The women gathered in the gazebo, and the men wandered away, Foster and Robert lighting their pipes. They fell into conversation, none of it terribly interesting. Ryan realized he’d had a better time discussing navigation with Isadora. He listened with only one ear to the men’s talk. Until Foster addressed him directly.
“I’m told—though, of course, I have no experience of this—that as soon as a gentleman leaves the college, he finds himself in quite a calamity.”
Ryan lifted one eyebrow. “I’ve done all right.”
“But isn’t it true that all your tailors and gaming friends, so generous to Harvard men, are apt to call in their markers?” Foster persisted, his eyes narrowing with slyness. “Perhaps not. Perhaps they sent their dun notes to your dear mama.”

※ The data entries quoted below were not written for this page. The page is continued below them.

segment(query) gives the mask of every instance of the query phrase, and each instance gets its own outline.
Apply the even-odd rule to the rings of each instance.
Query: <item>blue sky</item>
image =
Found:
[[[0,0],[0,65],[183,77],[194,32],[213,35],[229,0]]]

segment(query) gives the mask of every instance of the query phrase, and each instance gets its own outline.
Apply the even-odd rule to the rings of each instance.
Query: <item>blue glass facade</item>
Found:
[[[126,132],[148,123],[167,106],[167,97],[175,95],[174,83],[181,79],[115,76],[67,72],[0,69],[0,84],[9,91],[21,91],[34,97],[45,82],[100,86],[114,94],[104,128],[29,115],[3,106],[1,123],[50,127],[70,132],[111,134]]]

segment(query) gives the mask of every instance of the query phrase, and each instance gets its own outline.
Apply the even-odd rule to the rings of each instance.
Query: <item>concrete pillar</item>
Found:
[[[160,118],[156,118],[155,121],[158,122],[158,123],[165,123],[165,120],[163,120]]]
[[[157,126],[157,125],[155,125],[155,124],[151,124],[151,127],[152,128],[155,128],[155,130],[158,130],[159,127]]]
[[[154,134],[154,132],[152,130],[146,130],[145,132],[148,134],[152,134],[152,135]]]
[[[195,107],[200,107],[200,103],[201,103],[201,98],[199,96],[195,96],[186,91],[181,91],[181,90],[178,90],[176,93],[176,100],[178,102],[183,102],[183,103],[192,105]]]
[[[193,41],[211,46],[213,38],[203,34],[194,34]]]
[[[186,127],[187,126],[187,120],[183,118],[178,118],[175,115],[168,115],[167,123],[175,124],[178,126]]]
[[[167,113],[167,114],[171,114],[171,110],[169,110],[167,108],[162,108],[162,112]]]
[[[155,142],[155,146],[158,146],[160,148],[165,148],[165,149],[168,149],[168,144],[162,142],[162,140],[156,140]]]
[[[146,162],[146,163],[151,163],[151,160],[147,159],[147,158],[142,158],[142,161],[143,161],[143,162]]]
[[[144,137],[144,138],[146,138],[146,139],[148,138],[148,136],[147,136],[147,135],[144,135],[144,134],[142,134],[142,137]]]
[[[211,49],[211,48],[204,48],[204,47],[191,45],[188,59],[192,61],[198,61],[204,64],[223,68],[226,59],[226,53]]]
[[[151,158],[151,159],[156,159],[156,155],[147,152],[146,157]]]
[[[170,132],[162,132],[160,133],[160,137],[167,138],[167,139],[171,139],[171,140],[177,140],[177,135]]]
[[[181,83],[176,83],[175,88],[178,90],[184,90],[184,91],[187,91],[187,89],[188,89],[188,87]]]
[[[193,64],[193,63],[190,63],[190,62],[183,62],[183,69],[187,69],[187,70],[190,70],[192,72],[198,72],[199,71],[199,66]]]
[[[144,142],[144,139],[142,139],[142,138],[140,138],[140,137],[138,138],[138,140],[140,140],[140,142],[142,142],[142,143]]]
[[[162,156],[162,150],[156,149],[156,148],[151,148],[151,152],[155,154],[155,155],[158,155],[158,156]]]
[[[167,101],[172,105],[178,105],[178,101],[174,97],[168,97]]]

Ryan flexed his fist and took a step toward him. Journey planted himself in his path. “Easy, Skipper,” he said quietly. “Remember why we came here. Remember what’s important.”

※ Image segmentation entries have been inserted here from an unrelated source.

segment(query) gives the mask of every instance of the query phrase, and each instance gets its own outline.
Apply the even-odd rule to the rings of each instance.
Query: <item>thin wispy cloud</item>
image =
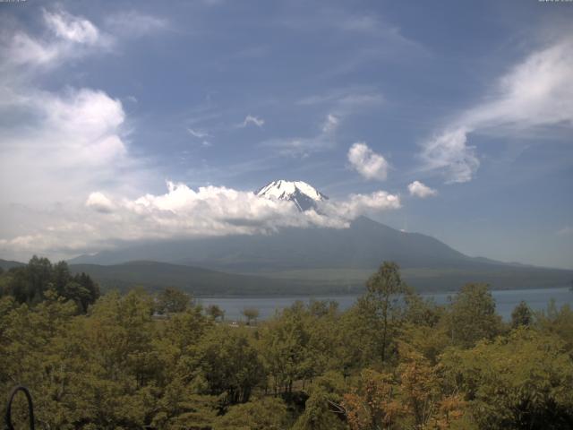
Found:
[[[189,134],[198,139],[202,139],[203,137],[210,136],[209,133],[200,129],[187,128],[187,132],[189,132]]]
[[[160,16],[153,16],[132,10],[107,16],[107,28],[115,34],[124,37],[155,34],[169,29],[169,21]]]
[[[433,197],[438,195],[438,191],[433,188],[430,188],[425,184],[421,183],[420,181],[414,181],[408,185],[408,192],[410,195],[415,197],[420,197],[421,199],[425,199],[426,197]]]
[[[448,183],[467,182],[480,166],[473,133],[495,136],[543,133],[556,125],[573,125],[573,38],[533,52],[497,82],[495,90],[423,143],[428,170]]]

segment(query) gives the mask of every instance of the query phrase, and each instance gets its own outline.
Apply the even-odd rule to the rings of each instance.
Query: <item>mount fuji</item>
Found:
[[[301,212],[312,209],[318,211],[320,203],[328,200],[303,181],[273,181],[258,190],[256,195],[292,202]],[[430,236],[397,230],[366,217],[354,219],[347,228],[290,227],[273,234],[131,244],[94,255],[81,255],[69,262],[73,270],[92,273],[96,280],[107,280],[110,285],[122,280],[147,285],[150,278],[137,275],[141,272],[142,261],[158,264],[153,269],[156,279],[192,289],[198,275],[183,273],[192,268],[217,271],[219,275],[209,278],[212,288],[210,289],[207,283],[201,292],[194,291],[200,294],[218,291],[221,279],[233,279],[229,273],[250,277],[237,278],[237,282],[248,280],[249,285],[259,285],[257,280],[265,280],[261,283],[266,283],[267,289],[255,288],[260,294],[277,293],[279,288],[283,293],[290,290],[298,294],[310,294],[318,291],[316,288],[322,292],[361,288],[383,261],[398,262],[406,280],[423,290],[454,290],[470,281],[487,282],[497,288],[554,287],[566,285],[573,278],[572,271],[470,257]],[[130,278],[125,271],[131,273]],[[175,277],[179,280],[174,273],[181,274]],[[201,279],[205,276],[201,275]],[[160,283],[154,281],[151,287]],[[238,284],[229,285],[227,294],[252,294]]]
[[[266,185],[256,194],[267,199],[286,200],[293,202],[299,211],[316,209],[318,202],[329,200],[322,193],[303,181],[272,181]]]

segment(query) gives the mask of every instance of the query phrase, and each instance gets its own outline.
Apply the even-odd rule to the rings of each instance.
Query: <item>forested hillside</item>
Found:
[[[486,286],[438,306],[393,263],[346,312],[299,302],[249,325],[173,288],[108,293],[85,309],[49,285],[0,299],[0,391],[30,389],[37,428],[573,426],[569,305],[521,304],[504,323]],[[24,412],[19,403],[21,424]]]

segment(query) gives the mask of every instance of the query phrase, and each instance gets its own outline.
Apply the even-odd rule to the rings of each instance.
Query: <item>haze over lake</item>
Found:
[[[424,298],[433,298],[436,304],[445,305],[449,303],[449,297],[454,293],[434,293],[423,294]],[[511,312],[520,301],[526,303],[534,311],[542,311],[547,308],[552,299],[555,300],[558,308],[563,305],[573,303],[573,291],[567,287],[555,288],[535,288],[535,289],[512,289],[495,290],[492,292],[496,303],[496,310],[501,317],[508,321],[511,316]],[[359,295],[345,296],[320,296],[320,297],[201,297],[198,303],[203,306],[218,305],[225,311],[225,318],[227,320],[243,320],[244,317],[241,314],[244,308],[256,308],[260,312],[259,319],[268,319],[275,314],[278,310],[289,307],[296,300],[307,302],[309,300],[334,300],[338,303],[341,311],[352,306]]]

Ryan took a deep breath. He had to stay focused on the business venture.
He ignored the talk until Isadora’s name came up.
“There’s a family joke, you know,” said Quentin in a low voice, “that our parents had to tie a codfish cake around Izzie’s neck to get the cat to play with her.”
Foster Candy made a choked sound of amusement. “There, old stick
, I daresay I’d charge a steeper price than a fish cake!”
“Lemonade,” Bronson called, helping the butler wheel a wooden cart across the lawn.
The refreshments arrived and the talk started up again, but the drink tasted bitter to Ryan. As he stood back and watched the laughing, white-clad croquet party and Isadora sitting like a black crow on her stool, he wished he had never come here.
“She lives in hell,” he muttered to Journey.
“There are many kinds of hell. Some worse than others.”
Ryan knew Journey was thinking of his family, still in bondage in Virginia, their only hope of freedom resting with the fortunes of the Silver Swan. Yet Isadora Peabody suffered in her own way; that was apparent enough. While Southern families institutionalized their inhumanity, claiming a moral right to keep slaves and justifying it in the oddest of fashions, this proper Yankee society had its own subtle brand of torture.
It was a calculated cruelty, razor sharp, aimed at the most vulnerable. Miss Isadora had no defenses against the biting cleverness of her croquet-playing, lemonade-drinking peers. Timid socially, yet gifted with a fierce intellect, she was regarded as an aberration. Different and not to be trusted.
She was regarded as “poor Izzie.” But already Ryan realized she was “not-so-dumb Dora.”
Chad Easterbrook, vast in his mental absence, clearly had no notion that she worshiped him. Perhaps, then, it was the perfect match, Ryan mused cynically, leaning against a pergola and watching as Isadora sneezed yet again, and Chad blessed her and she gazed up at him as if he’d offered her the moon on a platter. He was capable of only selfish thought, and she suffered from an excess of thoughtfulness. Between the two of them they made a whole person. Possibly even an interesting person.
Except that it was clear to Ryan that they were not a couple. Lydia Haven commandeered the young man’s attention with all the determination of a battle chief leading a charge. He was hers, following her across the lawn like a trained spaniel and leaving Isadora to snuffle ungraciously into her handkerchief.
“We should go,” Ryan said. “Miss Peabody,” he continued, taking her hand and bowing, lifting it to his lips. “Your offer was more than kind, and for that I thank you. Good day.”